Training a pose estimation network, outputting the pose estimation network as two continuous left images L₁And L₂With relative camera pose T therebetween₁₂(ii) a Using two successive pairs L of stereo images of the same size₁、R₁、L₂And R₂And loss of stereo

5. The unsupervised end-to-end driving environment perception method based on deep learning of claim 4,

the optical flow loss function

And a smoothing loss term

Where ψ (.) represents an occlusion aware reconstruction loss function, α represents an adjustment coefficient, O₁Representing non-occluded areas, M₁Representing a loss mask, N being a normalization coefficient;

is represented by L₁、L₂Flow of light between

And in combination with L₂Reconstructed left image, note

e denotes the natural logarithm, (i, j) denotes the pixel position,

refers to the derivation operation along the x or y direction of the image, the square of which represents the derivation of the second order, a refers to the x or y direction of the image, indicating the direction of the derivation, β is the weight.
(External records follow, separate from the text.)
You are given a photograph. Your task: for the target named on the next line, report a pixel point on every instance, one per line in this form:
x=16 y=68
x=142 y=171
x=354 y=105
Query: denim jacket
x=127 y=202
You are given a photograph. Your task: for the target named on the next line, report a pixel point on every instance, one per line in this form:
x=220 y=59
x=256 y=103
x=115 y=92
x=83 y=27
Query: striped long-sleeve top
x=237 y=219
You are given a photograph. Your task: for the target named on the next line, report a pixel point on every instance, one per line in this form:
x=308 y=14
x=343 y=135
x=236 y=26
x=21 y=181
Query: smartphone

6. The unsupervised end-to-end driving environment perception method based on deep learning of claim 4,

loss of said rigid flow

Is applied in static area

And

the reconstruction loss term of (2):

where ψ () denotes an occlusion aware reconstruction loss function, O₁Representing non-occluded areas, M₁Representing a loss mask;

according to rigid flow

And in combination with L₂Two reconstructed left images, noted

By absolute scale depth D_1，2And pose T₁₂The calculation results in that,

by absolute scale depth D_1，2And calculating the pose after optimization.

7. The method as claimed in claim 3, wherein the simultaneous training of the optical flow estimation network, the pose estimation network, the depth estimation network and the motion segmentation by using consecutive same-size stereo image pairs in the training data comprises:

using two successive pairs L of stereo images of the same size₁、R₁、L₂And R₂Optical flow loss

Loss of stereo sound

Loss of rigid flow

And loss of flow consistency

8. The method as claimed in claim 7, wherein the optical flow output by the network is estimated by a rigid registration module using optical flow

And the absolute scale depth D is obtained by calculating the parallax D output by the depth estimation network_1，2To optimize the pose T output by the pose estimation network₁₂Obtaining an optimized pose T'₁₂；

Q_k(i，j)＝D_k(i，j)K^-1P_k(i，j)，k＝1，2

by using position and orientation T₁₂Point Q of 3D point₁Conversion to 3D point cloud

And, using a bilinear sampling method, based on the optical flow

The correspondence is established by a deformation step such that

Correspond to

Wherein W, H represents the width and height of the image, respectively;

respectively representing the flow of light

Components in the x, y axes;

by minimizing in the selected region R

And

the improved posture Δ T is estimated by the distance between:

wherein the region R is

And

the first R% of the minimum distance ordering between corresponding non-occluded regions;

thus obtaining an optimized pose T 'through the following formula'₁₂：

T′₁₂＝ΔT×T₁₂。

9. The unsupervised end-to-end driving environment perception method based on deep learning of claim 7 or 8, wherein the formula for calculating the rigid flow caused by camera motion is as follows:

the loss mask is estimated by:

wherein, O₁Representing an unobstructed area and δ is the threshold.

10. The unsupervised end-to-end driving environment perception method based on deep learning of claim 7 or 8, characterized by stream consistency loss

Expressed as:

where SG denotes the stopping gradient, (i, j) denotes the pixel position,

represents L₁、L₂The flow of light in between the two,

for rigid flow caused by camera motion, through the absolute scale depth D_1，2And the optimized pose T'₁₂And calculating to obtain N which is a normalization coefficient.